宋宗虎一想起刚才自己亲姐跟陆远说话时的那个腔调,就忍不住打了个哆嗦。
鸡皮疙瘩瞬间起了一身。
我草!
真的太恶心了!!
宋宗虎觉得陆远是个人物,连自己姐姐那种德行都能忍住不吐的……
反正宋宗虎感觉自己在哪儿多待一秒,就能被自己亲姐当场恶心死。
……
宋宗虎跑了,只留下一队扛着老套筒子的大头兵,和两个风情万种的大美姨。
陆远看着消失在街角的卡车,眨了眨眼。
这哥们跑这么快,自己这两个姨咋办?
不过转念一想,这里是奉天城,又不是荒郊野岭,倒也不愁没车回去。
当即,陆远便是望着两个大美姨催促道:
“你俩别搁这儿杵着了,赶紧回去吧,瞧你俩冻的。”
这俩人下车这一会儿,那修长粉嫩的丰腴大白腿已经开始打颤颤了。
结果陆远说完两人却是一脸倔强道:
“不成,你要不就现在立马跟我俩回家,要不我俩就在旁边生个火等你回去。”
“反正你不是说就一个钟头整完嘛,等你不就得了呗!”
“要不我俩回家也坐不住,更难受!”
瞅着两个大美姨这般样子,陆远一寻思,得!
那就快点!
这里面陆远已经用系统【斩妖除魔】看过了,没有厉害的煞鬼,那就快点速通!
当即,陆远重新抄起木剑,望向一旁早已经准备好的许二小与王成安两人道:
“走!”
“开整!!”
……
进入戏班后台的蓝布帘子沉得像浸过水。
陆远掀开一角。
布料摩擦,并未发出寻常的“沙沙”声。
那声音细碎而粘稠,钻进耳朵里,化作了无数人压着嗓子贴面而来的耳语。
帘后,是一条深不见底的长廊。
门口透进的微光,仅仅只能照亮脚下三步。
一股陈腐的气味扑面而来。
首先是厚重的霉味,来自经年累月堆积的尘埃与潮气。
紧接着,一股酸败的脂粉香气钻入鼻腔,不是新鲜的桂花头油,而是过期胭脂混杂着汗液的腻味。
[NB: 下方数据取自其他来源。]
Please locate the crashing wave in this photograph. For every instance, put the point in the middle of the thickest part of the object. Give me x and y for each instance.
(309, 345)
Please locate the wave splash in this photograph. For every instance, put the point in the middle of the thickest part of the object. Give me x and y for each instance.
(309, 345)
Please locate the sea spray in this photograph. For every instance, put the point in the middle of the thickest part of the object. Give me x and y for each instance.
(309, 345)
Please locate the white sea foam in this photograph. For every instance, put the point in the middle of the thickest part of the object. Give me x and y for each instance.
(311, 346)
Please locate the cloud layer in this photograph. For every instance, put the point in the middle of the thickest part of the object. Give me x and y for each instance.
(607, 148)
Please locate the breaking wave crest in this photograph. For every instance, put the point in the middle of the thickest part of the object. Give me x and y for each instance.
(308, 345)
最后,是一丝铁锈般的腥气,极淡,却蛮横地直冲天灵盖。
长廊两侧,钉满了密密麻麻的木架。
架子上挂满了各式戏服。
左侧是旦角,青衣的素褶子,花旦的艳袄裤,刀马旦的软靠。
右侧是生行,武生的硬靠蟒袍,老生的官衣,小生的文生褶。
每一件戏服都撑得板正,水袖低垂,裙摆微张,铠甲片在黑暗中反射着冰冷的幽光。
但它们的姿态,太诡异了。
一件大红蟒袍的左袖微微抬起,定格在了一个“端带”的架势。
一件水袖的指尖部分蜷曲着,分明捏着一个兰花指。
一件武生靠的四杆靠旗向后扬起,如同刚旋身亮相,下一秒就要喝彩满堂。
地上的刀枪把子更添了几分邪性。
一柄木质的“青龙偃月刀”斜靠墙边,刀头竟穿透了一面旦角脸谱。
脸谱是杨贵妃的浓妆,眉心金粉剥落,刀尖从右眼刺入,后脑穿出。
两根马鞭死死缠绕,打着一个水手结,红缨纠结成一团乱麻。
长廊尽头,斜靠着一面等人高的梨木框铜镜。
镜框雕着缠枝牡丹,镜面却从上到下裂开一道狰狞的锯齿状缝隙。
裂缝最宽处,能塞进一根手指。
缝隙边缘是暗红色的,如同干涸的血痂。
细看之下,竟有粘稠的液体正从裂缝中缓慢渗出,沿着镜面往下淌。
许二小上前,用桃木探阴尺轻触离他最近的一件花旦帔。
尺身上的二十四节气刻度里,“惊蛰”、“白露”、“霜降”三处,同时泛起幽绿色的磷光。
“这戏服上……附了三段不同的‘戏魂’。”
陆远瞳孔微缩,他没有触碰,只是目光扫过那些形态各异的戏服。
“惊蛰是初登台的忐忑,白露是盛名时的孤寂,霜降……是落幕时的悲凉。”
他声音冷了下来。
“王家,好恶毒的心思!”
“他们不止养着主煞,还把历年在此演过悲剧、受过屈辱、甚至惨死的伶人残念,都用秘法困在了这些戏服里。”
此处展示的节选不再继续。